All was well until our trip back to town to do errands. It was a really pretty day, one of those beautiful fall days that we cherish. I was not in a hurry, was enjoying the drive, listening to music when a woman in a hurry and not paying attention, turned into oncoming traffic, right in front of me, giving me no room to avoid her.

The crash seemed to take forever. Slow motion was in play, as even after we came to a stop, it was all surreal.  My chest had hit the steering wheel and knocked the wind from me, but my first thought was Alec. I could see that all of the damage was in front of me (well, mostly, the driver’s door was also pushed in) so wasn’t worried about the crated dogs, but knew Alec was at risk.

Turning as best as I could, I could see he was ok, but terrified. I spoke to him and he softened, but was still obviously really afraid.

After what had to be less than a minute after the wreck, people were at my door asking me if I was ok and were trying to open the car doors. Of course, I told them I had dogs in the car, they heard me, but I know they didn’t understand the ramifications of what that meant…they continued to try and open cars doors until I emphatically told them to stop.

The next 40 minutes or so were tense for me.
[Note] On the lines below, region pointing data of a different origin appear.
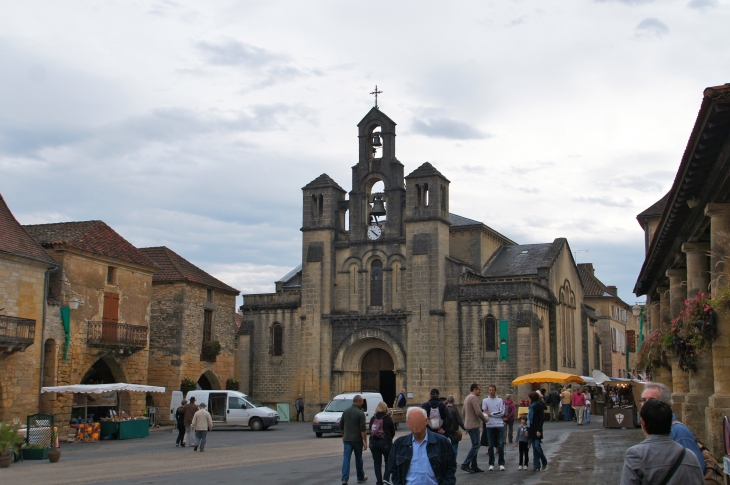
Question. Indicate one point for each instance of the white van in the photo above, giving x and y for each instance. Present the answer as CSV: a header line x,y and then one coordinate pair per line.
x,y
328,421
229,408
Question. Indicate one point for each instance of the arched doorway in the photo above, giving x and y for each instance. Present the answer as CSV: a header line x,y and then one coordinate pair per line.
x,y
377,374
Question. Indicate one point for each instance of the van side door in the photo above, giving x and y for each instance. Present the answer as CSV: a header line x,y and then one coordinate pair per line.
x,y
237,413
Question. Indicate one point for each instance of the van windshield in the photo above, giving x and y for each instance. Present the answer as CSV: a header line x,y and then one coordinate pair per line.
x,y
338,405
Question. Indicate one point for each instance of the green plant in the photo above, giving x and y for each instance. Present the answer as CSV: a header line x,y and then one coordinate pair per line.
x,y
187,384
10,440
211,349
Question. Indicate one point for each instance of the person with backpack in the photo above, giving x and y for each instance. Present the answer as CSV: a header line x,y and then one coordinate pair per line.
x,y
439,420
382,431
553,399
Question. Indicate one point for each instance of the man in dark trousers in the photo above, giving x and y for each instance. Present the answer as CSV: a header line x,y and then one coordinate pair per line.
x,y
442,423
355,439
299,406
190,409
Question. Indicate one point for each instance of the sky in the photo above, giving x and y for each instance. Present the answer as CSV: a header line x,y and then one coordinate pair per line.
x,y
195,125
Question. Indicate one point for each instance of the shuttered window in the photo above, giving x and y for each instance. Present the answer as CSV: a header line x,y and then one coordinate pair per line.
x,y
111,307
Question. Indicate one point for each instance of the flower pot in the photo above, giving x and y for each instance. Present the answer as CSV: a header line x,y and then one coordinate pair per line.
x,y
54,456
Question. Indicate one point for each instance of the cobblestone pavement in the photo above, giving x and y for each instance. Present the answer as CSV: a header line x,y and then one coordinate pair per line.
x,y
290,454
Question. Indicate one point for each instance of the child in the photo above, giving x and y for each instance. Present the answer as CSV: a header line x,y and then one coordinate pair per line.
x,y
523,443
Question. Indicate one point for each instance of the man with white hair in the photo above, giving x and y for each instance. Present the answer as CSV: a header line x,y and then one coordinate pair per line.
x,y
422,457
679,433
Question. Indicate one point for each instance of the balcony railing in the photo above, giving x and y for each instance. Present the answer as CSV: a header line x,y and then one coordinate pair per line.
x,y
16,333
118,335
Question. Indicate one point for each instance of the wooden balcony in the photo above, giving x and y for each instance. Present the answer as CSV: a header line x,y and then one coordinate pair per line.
x,y
117,335
16,334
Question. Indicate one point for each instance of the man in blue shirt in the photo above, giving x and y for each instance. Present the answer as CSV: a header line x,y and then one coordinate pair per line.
x,y
679,433
422,457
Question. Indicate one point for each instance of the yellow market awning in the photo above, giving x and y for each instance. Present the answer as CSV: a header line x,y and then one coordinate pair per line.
x,y
547,376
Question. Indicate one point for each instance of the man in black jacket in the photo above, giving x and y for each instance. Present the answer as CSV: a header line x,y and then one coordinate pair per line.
x,y
535,420
422,456
443,412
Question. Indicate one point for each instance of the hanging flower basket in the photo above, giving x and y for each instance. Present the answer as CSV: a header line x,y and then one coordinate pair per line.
x,y
691,334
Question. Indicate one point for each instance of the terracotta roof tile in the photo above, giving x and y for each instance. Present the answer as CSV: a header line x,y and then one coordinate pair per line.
x,y
16,241
92,236
172,267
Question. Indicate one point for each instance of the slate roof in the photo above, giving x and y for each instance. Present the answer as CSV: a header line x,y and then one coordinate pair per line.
x,y
172,267
457,220
426,170
592,286
520,260
323,181
16,241
291,274
656,209
92,236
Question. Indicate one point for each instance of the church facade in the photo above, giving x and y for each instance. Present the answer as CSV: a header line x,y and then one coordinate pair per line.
x,y
394,291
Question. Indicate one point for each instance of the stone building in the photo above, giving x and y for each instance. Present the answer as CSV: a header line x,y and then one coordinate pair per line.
x,y
407,294
615,325
189,309
98,327
688,241
24,269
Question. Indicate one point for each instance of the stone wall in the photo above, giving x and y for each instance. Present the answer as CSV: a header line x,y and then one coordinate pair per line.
x,y
21,295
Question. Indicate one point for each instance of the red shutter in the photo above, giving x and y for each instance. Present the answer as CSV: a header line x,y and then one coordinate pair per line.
x,y
111,307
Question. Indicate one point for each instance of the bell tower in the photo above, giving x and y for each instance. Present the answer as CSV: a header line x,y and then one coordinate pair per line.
x,y
377,163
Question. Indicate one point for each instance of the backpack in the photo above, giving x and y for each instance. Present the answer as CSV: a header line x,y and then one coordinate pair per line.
x,y
376,430
713,471
434,418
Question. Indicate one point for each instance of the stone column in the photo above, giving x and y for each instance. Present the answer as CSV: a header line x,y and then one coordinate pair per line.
x,y
680,379
701,383
719,402
664,375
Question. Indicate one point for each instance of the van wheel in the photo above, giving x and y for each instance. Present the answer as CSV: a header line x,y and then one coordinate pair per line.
x,y
256,424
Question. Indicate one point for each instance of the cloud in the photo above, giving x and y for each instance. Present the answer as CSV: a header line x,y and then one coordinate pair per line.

As a matter of course, the police called Animal Control to come get the dogs. I had to explain that wasn’t going to happen, and had them call a friend with an SUV who could come and take the crated dogs to safety.

I won’t bore you with all of the details of the event, but I will say, for the 40 minutes we waited for my friend to come, I was stressing over the dogs and their safety, most of all Alec, who was loose.  I was extremely lucky that I was being cared for by two very tolerant paramedics and one very tolerant police officer. They understood my concern and allowed me to make things happen the way I needed them to for my dogs.  In the end, I was able to assist with moving dogs to safety (I was super concerned that Alec was loose and that two of the dogs were so stressed they may have been bite risks) and the dogs went on their way with my friend, while I was toted to the hospital ER via wailing ambulance.
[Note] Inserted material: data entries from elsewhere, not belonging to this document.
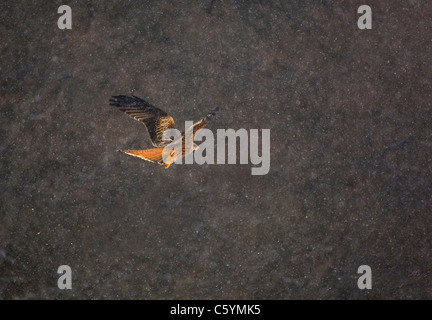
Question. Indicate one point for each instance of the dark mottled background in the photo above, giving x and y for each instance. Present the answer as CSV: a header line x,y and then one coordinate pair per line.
x,y
350,179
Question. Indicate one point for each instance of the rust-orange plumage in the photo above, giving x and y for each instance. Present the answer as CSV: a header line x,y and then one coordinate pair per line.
x,y
157,122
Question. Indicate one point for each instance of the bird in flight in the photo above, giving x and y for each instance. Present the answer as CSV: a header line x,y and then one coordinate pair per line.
x,y
157,123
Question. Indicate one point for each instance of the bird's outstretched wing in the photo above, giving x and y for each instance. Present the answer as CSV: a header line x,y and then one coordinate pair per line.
x,y
152,155
155,119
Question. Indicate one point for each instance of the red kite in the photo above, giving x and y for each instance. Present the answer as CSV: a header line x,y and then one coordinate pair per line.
x,y
157,122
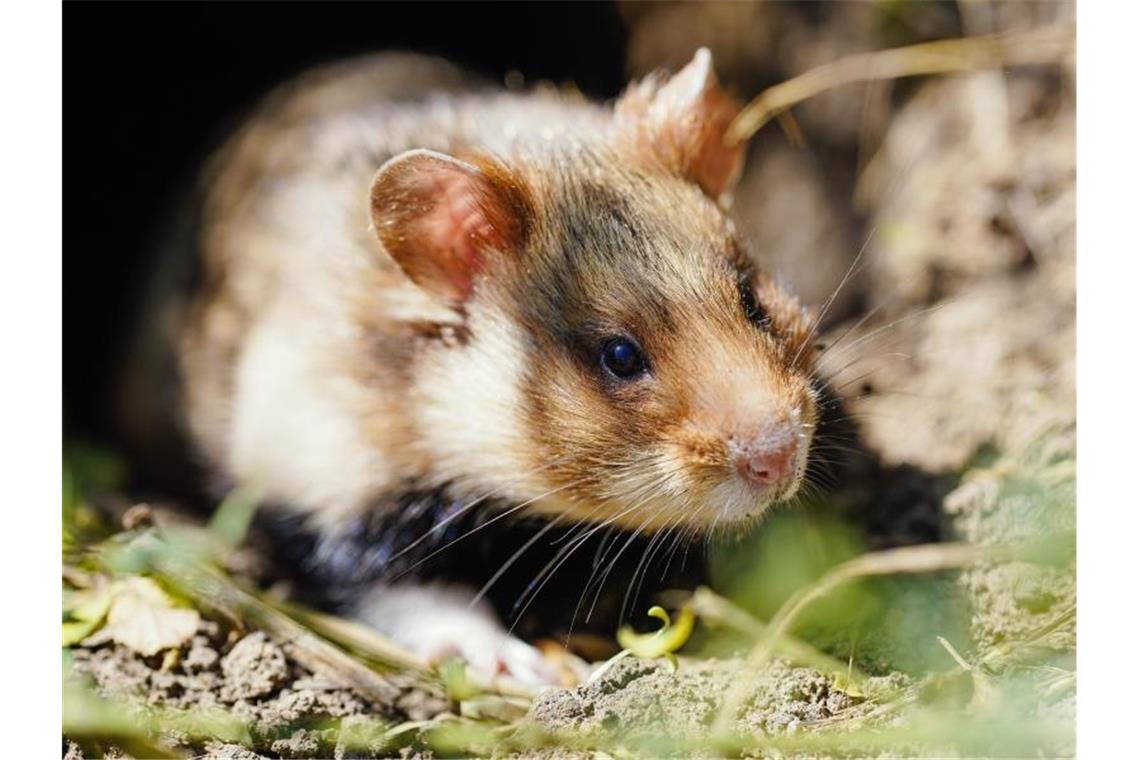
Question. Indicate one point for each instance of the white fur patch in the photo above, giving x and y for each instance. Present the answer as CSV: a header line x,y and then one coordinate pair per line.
x,y
295,428
438,621
469,411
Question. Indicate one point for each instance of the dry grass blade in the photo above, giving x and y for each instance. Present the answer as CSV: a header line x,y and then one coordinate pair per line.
x,y
925,558
1043,46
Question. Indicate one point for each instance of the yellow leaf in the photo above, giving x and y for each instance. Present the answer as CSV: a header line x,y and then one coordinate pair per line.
x,y
143,618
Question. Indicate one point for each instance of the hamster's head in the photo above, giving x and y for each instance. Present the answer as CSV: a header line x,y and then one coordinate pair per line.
x,y
626,362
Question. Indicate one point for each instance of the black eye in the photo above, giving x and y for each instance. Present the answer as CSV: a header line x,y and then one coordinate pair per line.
x,y
623,358
752,309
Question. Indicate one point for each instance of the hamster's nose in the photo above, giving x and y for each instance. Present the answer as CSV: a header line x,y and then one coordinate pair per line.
x,y
768,467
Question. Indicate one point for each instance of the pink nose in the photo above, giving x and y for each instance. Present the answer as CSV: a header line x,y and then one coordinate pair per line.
x,y
768,467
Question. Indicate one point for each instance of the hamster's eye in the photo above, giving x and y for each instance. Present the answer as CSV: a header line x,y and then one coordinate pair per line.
x,y
755,312
623,358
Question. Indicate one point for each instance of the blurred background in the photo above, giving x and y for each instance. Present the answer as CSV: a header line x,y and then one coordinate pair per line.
x,y
151,89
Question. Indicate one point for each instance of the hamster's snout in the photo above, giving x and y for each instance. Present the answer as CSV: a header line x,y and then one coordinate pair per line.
x,y
770,458
770,467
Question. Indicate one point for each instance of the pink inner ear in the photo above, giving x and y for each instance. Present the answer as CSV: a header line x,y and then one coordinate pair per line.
x,y
456,228
437,217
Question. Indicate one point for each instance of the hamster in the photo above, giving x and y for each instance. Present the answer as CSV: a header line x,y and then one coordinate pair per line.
x,y
421,304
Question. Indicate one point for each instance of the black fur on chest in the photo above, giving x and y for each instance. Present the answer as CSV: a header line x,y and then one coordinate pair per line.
x,y
544,578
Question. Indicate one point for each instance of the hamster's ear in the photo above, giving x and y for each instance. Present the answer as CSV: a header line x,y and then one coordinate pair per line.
x,y
681,122
439,218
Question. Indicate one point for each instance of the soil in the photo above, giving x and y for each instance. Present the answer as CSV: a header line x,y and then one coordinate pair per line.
x,y
290,711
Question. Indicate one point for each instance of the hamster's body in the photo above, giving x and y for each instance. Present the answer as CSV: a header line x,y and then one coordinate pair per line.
x,y
417,294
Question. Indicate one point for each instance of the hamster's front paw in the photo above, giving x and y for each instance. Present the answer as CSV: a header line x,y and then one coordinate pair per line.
x,y
439,621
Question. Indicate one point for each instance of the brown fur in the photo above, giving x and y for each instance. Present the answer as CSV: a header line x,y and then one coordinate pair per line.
x,y
315,365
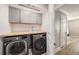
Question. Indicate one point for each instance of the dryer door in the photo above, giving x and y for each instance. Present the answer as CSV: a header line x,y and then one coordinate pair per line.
x,y
40,44
17,48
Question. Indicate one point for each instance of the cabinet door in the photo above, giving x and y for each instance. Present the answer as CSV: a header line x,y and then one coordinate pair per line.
x,y
39,18
14,14
25,16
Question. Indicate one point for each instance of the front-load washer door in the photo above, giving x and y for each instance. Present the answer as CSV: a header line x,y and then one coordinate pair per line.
x,y
17,48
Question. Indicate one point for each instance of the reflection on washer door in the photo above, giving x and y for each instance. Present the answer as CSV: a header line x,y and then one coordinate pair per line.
x,y
16,48
39,44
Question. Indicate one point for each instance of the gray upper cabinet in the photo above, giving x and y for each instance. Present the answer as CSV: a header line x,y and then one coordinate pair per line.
x,y
39,18
24,16
14,14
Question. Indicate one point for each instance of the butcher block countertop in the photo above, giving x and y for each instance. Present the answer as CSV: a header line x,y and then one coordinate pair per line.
x,y
19,33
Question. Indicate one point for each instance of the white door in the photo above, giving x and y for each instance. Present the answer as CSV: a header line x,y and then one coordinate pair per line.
x,y
63,30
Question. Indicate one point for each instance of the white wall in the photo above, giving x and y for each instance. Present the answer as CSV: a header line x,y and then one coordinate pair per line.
x,y
48,26
4,20
74,27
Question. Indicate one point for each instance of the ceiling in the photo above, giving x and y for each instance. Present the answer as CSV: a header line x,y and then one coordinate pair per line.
x,y
71,9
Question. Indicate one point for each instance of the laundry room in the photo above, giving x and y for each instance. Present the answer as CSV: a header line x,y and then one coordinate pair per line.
x,y
23,29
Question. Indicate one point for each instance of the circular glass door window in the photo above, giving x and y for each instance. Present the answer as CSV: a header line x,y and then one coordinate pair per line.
x,y
39,44
17,47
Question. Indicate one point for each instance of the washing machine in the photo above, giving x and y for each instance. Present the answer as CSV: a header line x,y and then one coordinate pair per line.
x,y
39,43
16,45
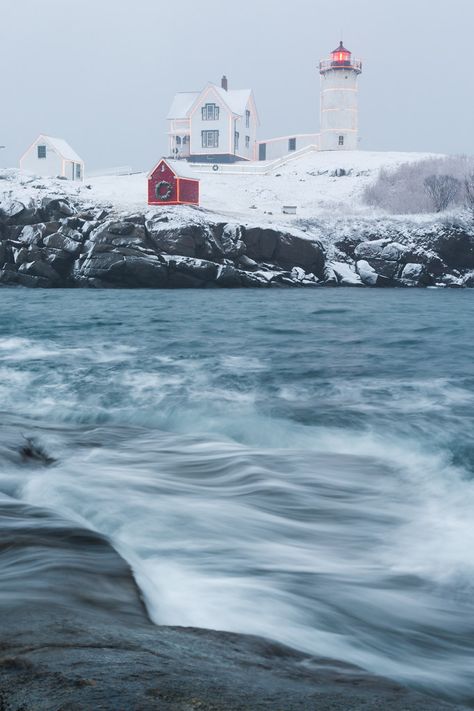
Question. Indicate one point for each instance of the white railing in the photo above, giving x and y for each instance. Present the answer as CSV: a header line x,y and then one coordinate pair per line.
x,y
328,64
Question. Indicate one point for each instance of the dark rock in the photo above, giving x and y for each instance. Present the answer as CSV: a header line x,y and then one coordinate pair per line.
x,y
414,275
456,248
247,263
32,234
370,250
293,251
186,271
122,271
121,228
76,636
61,241
186,241
228,277
39,268
260,243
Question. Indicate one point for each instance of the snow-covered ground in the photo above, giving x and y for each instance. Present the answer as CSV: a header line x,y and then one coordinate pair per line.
x,y
308,182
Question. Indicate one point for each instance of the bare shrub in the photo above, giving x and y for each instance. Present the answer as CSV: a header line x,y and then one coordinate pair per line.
x,y
469,191
402,191
442,190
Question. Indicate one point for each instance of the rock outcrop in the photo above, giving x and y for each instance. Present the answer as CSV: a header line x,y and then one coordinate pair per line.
x,y
55,242
59,244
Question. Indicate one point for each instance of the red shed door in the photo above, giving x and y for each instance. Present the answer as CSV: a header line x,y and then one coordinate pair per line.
x,y
163,186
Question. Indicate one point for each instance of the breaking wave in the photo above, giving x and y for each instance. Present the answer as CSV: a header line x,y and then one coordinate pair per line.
x,y
295,465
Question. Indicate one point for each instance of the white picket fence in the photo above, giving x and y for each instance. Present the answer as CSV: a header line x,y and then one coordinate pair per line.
x,y
260,168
In the end, I have a totaled truck, banged up crates, lots of soft tissue damage on me, and Alec was fairly banged up as well (he was tossed around and hit something , his front chest wall was bruised and swollen). I still feel horribly guilty as he would have been ok had I taken the time to bed the crate and popped him in it rather than allowing him to ride loose. All of the crated dogs were fine, no injuries, even though their crates were bent, they were safe.

The upside here is that I was with-it enough to be certain my dogs were cared for as they needed to be. Reflection made me realise how bad it could have been had I been unable to be their advocate. Dogs loose on the road, humans bitten by frightened dogs…etc.

My little not so excellent adventure has caused me to do a few things:
  • Always take the time to crate the dogs when traveling, even if it is only a few miles (my accident happened 10 miles from home)
  • Each crate has a canvas envelope containing emergency information and is labeled DO NOT OPEN CRATE (I hope this will at least make someone pause before opening)
  • Each envelope also contains an emergency letter
  • MABCR will no longer allow adopted dogs to travel home without a proper restraint, and we will do the education needed to try and convince people to not allow loose dogs in moving vehicles.
I know it is easy to think it won’t happen to you. I also know it is too easy to skip things when you are in a hurry. You wouldn’t get into a vehicle without putting on your seatbelt. You wouldn’t allow anyone in your vehicle to not use a seatbelt.  Please don’t let your dogs travel without being appropriately restrained.